Dilema, ini merupakan situasi yang sulit dan rumit. Satu sisi pemerintah ingin menjaga masyarakat tetap sehat dan terbebas dari virus, namun di sisi yang lain juga menginginkan kegiatan ekonomi tetap bisa berjalan dengan baik. Keduanya, baik kesehatan dan ekonomi masyarakat diharap tidak terganggu. Tapi ternyata amat sulit untuk menjaga kelangsungan keduanya.

Ketika menginginkan keselamatan masyarakat dari bahaya (virus) pandemi, jalan yang paling tepat adalah membatasi aktivitas masyarakat. Dan pasti ini sama saja dengan menahan laju pergerakan ekonomi masyarakat. Pasar keramaiannya dibatasi, pedagang-pedagang kecil pun dibatasi sebagaimana pusat-pusat ekonomi lainnya. Jika langkah ini menjadi prioritas, sudah pasti rakyat ekonomi lemah akan menjerit.

Di saat situasi seperti ini, banyak lapisan masyarakat bawah membutuhkan uluran tangan. Mereka membutuhkan bantuan sekadar untuk “survive” di masa pandemi. Sementara kemampuan pemerintah juga terbatas menjangkau keseluruhan “prototipe” masyarakat tersebut. Makanya kita bisa memahami seruan yang menggemakan saling tolong-menolong dalam masyarakat. Saatnya bagi mereka yang memiliki kelebihan harta untuk bersedekah. Kapan lagi waktunya kalau tidak sekarang. Tangan-tangan dermawan yang penuh kasih sayang akan mengembalikan harapan dan keceriaan mereka yang hilang.

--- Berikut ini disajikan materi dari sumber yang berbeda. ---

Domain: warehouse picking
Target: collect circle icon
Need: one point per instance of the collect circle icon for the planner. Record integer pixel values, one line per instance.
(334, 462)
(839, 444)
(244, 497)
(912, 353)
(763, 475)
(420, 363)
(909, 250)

Semoga akan lahir dermawan-dermawan yang berjiwa mulia. Para hartawan yang rela berkorban demi meringankan beban berat saudaranya. Merekalah yang akan menjadi pahlawan yang sebenarnya. Bukan orang kaya yang kesuksesannya hanya dinikmati oleh diri dan keluarganya semata.

 

 

Senin, 26 Juli 2021

DALAM PUSARAN BADAI



Kapal sedang menghadapi badai besar. Ombak yang menggunung siap menelan bulat-bulat dan melumat kapal beserta seluruh muatannya. Semua panik. Kapten harus mengambil langkah-langkah cepat untuk menyelamatkan kapal dan seluruh penumpang.

Saat ini yang dibutuhkan adalah kebersamaan. Bukan waktu yang tepat untuk saling menyalahkan sesama penumpang. Apalagi marah terhadap badai yang menyerang, itu sangat konyol. Kita harus mencari keselamatan bersama, bukan justru mencari selamat sendiri-sendiri. Nahkoda perahu harus tampil dengan gagah perwira. Tunjukkan keberanian dan keterampilanmu memimpin. Sementara seluruh penumpang harus siap mendukung semua komando sang Nahkoda.

Begitulah kira-kira gambaran situasi negeri kita hari ini. Dan, sebenarnya bukan kita saja yang mengalami situasi sulit. Seluruh negara mengalami situasi yang tidak berbeda. Kita dalam kapal yang beda namun dalam badai yang sama.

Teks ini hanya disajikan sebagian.